Wayne Viney reflects on his new exhibition, ‘The Lake and the Sea’.

Wayne Viney reflects on his new exhibition, ‘The Lake and the Sea’.

10 March, 2020
In Exhibitions,
Printmaking, Q&A

From top:

Wayne Viney, Evening Light on Clouds III, 2019, monotype, 23 x 24 cm

Wayne Viney, Orange Haze, 2019, monotype, 45.5 x 55.5 cm

Wayne Viney, Light over the Lake, 2019, monotype, 23 x 24 cm

Wayne Viney, Evening Light I, 2019, monotype, 45.5 x 55.5 cm

Q: What were some of the foundation ideas you began with when embarking on this exhibition project?

I wanted this exhibition to showcase two different approaches to my current landscape practice.

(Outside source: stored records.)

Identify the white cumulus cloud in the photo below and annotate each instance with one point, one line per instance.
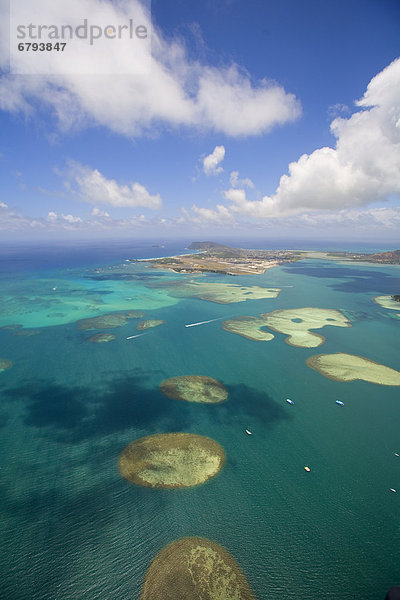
(91, 186)
(211, 163)
(175, 92)
(363, 167)
(236, 182)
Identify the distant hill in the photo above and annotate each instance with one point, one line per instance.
(208, 246)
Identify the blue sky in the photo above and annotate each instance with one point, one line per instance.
(198, 145)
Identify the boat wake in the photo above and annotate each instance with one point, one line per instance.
(204, 322)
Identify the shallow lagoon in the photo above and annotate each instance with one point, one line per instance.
(72, 527)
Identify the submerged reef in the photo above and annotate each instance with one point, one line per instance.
(221, 293)
(347, 367)
(5, 364)
(101, 338)
(171, 460)
(194, 388)
(109, 321)
(195, 568)
(248, 327)
(391, 302)
(135, 314)
(149, 323)
(28, 332)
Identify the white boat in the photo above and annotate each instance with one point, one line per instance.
(131, 337)
(204, 322)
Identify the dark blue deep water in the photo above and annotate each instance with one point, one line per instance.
(73, 529)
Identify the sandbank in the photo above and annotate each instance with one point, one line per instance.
(195, 568)
(348, 367)
(222, 293)
(194, 388)
(297, 322)
(149, 323)
(171, 460)
(387, 302)
(101, 338)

The Lake Charm series derives from a specific place, Lake Charm, which is a large fresh water lake near Kerang in north-east Victoria. I always saw the Lake Charm series in terms of a low horizon with a band of trees reflected in water, a relatively static image. The landscape is flat, almost featureless, which then draws the eye to the vastness of the sky. For me, the drama of this landscape takes place in the skies above. I relished the opportunity to create these rather dramatic effects. I thought of the landscape below as timeless and unchanging, while above, clouds pass, storms come and go and the seasons change – the transience of nature. This notion of the romantic landscape is something I’ve always been drawn to, working with the elements of sky, water and land.

The Sea and Sky works continue my practice of simplifying the landscape, working within a simple geometric format to explore the nuances of colour. In contrast to the Lake Charm series these works are wholly imagined. I am seeking to find a balance between figuration and abstraction, tension and calm, light and darkness. Colour is used to allow the viewer to experience the image at a deep intuitive level. The series is about the sea and the sky, the place where the sky and land, and land and water converge.

Despite this differing approach both bodies of work are essentially trying to evoke a response to nature, specifically the changing weather, the passing of time, light and dark.

Q: How did the artwork selection take place?

Despite the different approaches to these landscapes, both endeavour to evoke the dramatic contrast between the earth and the sky, the sea and the sky. To that end, works were selected to convey the limitless moods of nature.

Q: How does the exhibition manifest – what do visitors experience?

I hope the work will evoke a sense of the timelessness and beauty of the natural world, the immensity and grandeur of the skies, the play of dazzling light, the notion of the sublime landscape.

Q: What are some of the key works and what subject matter do they deal with?

Evening Light I and Orange Haze are from the Sea and Sky series of monotypes. The subject matter is an imagined sea and sky, the convergence of land, water and sky and the nuances of light. While these two works share a similar composition, the time of day provokes an entirely different response. Evening Light I depicts the hush of evening when the light has all but disappeared, Orange Haze conveys the warmth and joy of the early morning.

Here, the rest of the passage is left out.